The metrics returned depend on the detected task type:
Task TypeSupported Metrics
Binary Classificationaccuracy, precision, recall, f1, mrr, auc
Multi-Class Classificationacc, precision, recall, f1, mrr
Regression / Forecastingmae, mape, mse, rmse, smape, r2
You can specify which metrics to compute:
metrics = model.evaluate(
    "PREDICT SUM(orders.price, 0, 30, days) FOR items.item_id=42",
    metrics=["mae", "rmse", "r2"],
)

Evaluation Parameters

The KumoRFM.evaluate() method accepts the same parameters as KumoRFM.predict(), plus:
  • metrics: A list of metric names to compute.
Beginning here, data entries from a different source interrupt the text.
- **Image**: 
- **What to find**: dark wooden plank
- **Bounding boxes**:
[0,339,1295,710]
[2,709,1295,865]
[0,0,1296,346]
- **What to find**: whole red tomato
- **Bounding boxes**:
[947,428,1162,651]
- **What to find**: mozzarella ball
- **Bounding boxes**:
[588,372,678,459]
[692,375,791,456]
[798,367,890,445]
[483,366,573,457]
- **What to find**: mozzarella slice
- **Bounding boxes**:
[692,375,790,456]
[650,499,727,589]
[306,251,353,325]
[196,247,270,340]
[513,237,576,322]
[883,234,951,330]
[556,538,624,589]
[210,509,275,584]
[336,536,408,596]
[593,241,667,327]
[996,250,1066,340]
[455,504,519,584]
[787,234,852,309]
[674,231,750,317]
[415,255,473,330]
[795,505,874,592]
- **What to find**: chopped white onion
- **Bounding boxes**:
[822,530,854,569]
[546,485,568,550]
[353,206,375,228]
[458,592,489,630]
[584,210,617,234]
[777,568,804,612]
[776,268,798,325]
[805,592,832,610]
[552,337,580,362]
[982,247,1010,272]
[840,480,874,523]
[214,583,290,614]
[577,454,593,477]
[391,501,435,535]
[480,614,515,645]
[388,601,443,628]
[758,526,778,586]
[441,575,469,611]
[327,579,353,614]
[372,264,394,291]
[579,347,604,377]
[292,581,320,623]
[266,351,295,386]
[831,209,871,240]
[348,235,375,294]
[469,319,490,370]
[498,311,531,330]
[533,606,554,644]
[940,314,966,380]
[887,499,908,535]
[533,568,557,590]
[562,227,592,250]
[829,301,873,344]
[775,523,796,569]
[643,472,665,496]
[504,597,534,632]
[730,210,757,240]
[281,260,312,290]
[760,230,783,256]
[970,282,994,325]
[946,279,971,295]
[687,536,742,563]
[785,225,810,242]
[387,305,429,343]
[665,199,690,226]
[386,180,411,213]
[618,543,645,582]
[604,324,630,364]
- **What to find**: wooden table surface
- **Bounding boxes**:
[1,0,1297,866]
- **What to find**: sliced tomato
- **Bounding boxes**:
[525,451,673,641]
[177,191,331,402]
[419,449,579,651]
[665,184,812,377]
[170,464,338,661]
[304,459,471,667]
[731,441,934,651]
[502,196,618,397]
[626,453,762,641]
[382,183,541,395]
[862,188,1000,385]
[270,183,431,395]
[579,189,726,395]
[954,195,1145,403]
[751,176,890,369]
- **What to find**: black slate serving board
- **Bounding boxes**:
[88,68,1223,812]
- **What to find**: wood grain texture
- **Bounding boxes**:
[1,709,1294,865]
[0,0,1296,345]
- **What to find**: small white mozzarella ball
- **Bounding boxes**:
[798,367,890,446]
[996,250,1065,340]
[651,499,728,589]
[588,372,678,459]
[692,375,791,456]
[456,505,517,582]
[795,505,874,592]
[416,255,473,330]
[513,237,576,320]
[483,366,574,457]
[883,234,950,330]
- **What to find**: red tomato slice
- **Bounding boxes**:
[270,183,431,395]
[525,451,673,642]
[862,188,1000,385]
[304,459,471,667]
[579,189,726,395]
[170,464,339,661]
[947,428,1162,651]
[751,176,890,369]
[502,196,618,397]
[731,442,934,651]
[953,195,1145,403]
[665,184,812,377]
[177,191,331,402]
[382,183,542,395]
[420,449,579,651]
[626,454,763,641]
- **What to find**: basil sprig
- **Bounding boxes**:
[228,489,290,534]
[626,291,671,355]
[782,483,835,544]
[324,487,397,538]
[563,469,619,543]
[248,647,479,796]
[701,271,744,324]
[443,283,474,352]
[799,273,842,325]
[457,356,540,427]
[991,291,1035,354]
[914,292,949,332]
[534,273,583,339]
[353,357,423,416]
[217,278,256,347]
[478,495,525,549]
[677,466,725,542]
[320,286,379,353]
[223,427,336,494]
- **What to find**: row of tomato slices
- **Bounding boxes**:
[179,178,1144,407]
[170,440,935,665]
If not specified, all applicable metrics for the task type are computed.
The run_mode, anchor_time, num_hops, and other parameters work identically to KumoRFM.predict(). See configuration for details on run modes.

Evaluation with TaskTable

For advanced use cases, you can construct a TaskTable explicitly and use `KumoRFM.evaluate_task()`:
task = TaskTable(
    task_type="binary_classification",
    context_df=context_dataframe,
    pred_df=prediction_dataframe,
    entity_table_name="users",
    entity_column="user_id",
    target_column="target",
    time_column="timestamp",
)

metrics = model.evaluate_task(task)
This gives you full control over the train/test split and context construction.

Interpreting Results

The evaluation returns a dictionary mapping metric names to values:
>>> metrics = model.evaluate(query)
>>> print(metrics)
{'mae': 12.5, 'rmse': 15.3, 'r2': 0.82}
Higher values are better for r2, accuracy, precision, recall, f1, and auc. Lower values are better for mae, mape, mse, rmse, smape.